In terms Section 294 of the Children’s Act, 38 of 2005, “No surrogate motherhood agreement is valid unless the conception of the child contemplated in the agreement is to be effected by the use of the gametes of both commissioning parents or, if that is not possible due to biological, medical or other valid reasons, the gamete of at least one of the commissioning parents or, where the commissioning parent is a single person, the gamete of that person.”
This means that no surrogacy agreement will be valid unless there is a genetic link between the child to be born of the surrogacy and the commissioning parents, which prevents commissioning parents who are unable to contribute at least one of their gametes to the pregnancy from entering into a surrogacy agreement.
Furthermore, in terms of Regulation 10(2)(a) “A competent person shall not effect invitro fertilization except for embryo transfer to a specific recipient and then only by the union of gametes removed or withdrawn from the bodies of-
i. Such recipient and an individual male gamete donor; or
ii. An individual male and an individual female gamete donor;”
The Regulation has in the past been considered unclear, because of its use of the word “individual.” It was unclear whether in cases of multiple embryo transfers, embryos could be formed using the sperm of more than one male and the eggs of one female donor. Furthermore, whether the embryos may be formed from only the sperm of one male partner or the other or whether both partners’ sperm may be used. The use of the word “individual” could relate to how the embryo was fertilised rather than to the genetic origins of the embryo to be transferred.
In 2019 Judge Bozalek, of the Western Cape High Court handed down a judgment clarifying the interpretation of the Regulation 10(2)(a). In this judgment, the First, Second and Third Applicants sought an order from the court confirming and authorising the simultaneous invitro fertilisation of the Third Applicant with:
a. One embryo formed/created from the gametes of an oocyte (egg) donor fertilized by the first applicant’s gametes; and
b. One embryo formed/created from the gametes of an oocyte (egg) donor and fertilized by the second applicant’s gametes
The court held that the Regulation was to be interpreted restrictively, that use of the word “individual” restricts doctors from performing multiple embryo transfers involving more than one sperm or egg donor. In other words, multiple embryo transfers have to be made up of the same genetic material for each embryo to be transplanted into an individual surrogate.
The reason for this restrictive interpretation of the Regulation related to the record keeping obligations placed on doctors and clinics, specifically with regards to genetic disorders, birth defects and so forth.

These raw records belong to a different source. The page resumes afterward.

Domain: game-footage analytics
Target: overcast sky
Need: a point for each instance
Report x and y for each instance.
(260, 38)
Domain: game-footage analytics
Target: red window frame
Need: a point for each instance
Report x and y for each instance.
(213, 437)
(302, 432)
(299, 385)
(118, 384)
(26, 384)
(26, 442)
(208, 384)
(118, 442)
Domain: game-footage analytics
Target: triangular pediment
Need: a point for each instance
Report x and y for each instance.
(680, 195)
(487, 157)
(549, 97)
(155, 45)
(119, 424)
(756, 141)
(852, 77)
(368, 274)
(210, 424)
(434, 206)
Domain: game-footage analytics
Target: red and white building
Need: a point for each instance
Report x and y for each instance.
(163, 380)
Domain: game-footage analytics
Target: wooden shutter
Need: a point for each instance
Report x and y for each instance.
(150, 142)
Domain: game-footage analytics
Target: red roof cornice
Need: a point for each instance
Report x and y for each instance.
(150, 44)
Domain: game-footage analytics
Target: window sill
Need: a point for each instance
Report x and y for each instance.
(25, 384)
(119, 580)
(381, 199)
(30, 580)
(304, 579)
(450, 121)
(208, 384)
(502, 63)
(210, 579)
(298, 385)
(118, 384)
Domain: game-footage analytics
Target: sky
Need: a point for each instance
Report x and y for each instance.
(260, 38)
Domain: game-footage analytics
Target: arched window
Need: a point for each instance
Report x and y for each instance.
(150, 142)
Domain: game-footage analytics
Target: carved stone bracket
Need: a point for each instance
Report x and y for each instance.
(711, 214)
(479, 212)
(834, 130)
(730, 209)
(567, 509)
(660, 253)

The court acknowledged that DNA testing at the time of birth could be used to overcome this issue, however, the court was of the opinion that because the legislature did not make provision for such testing, it could not be relied on to circumvent the Regulation.
The court thus held that the only interpretation of the Regulation has to be that the use of gametes from both the First and Second Applicant to fertilise the gametes of an egg donor could not be allowed.
Until such a time as the constitutionality of the Regulation is challenged or amended by the legislature, the Judgement of Judge Bozalek still holds in South Africa, as other divisions are likely to follow this judgment for future cases.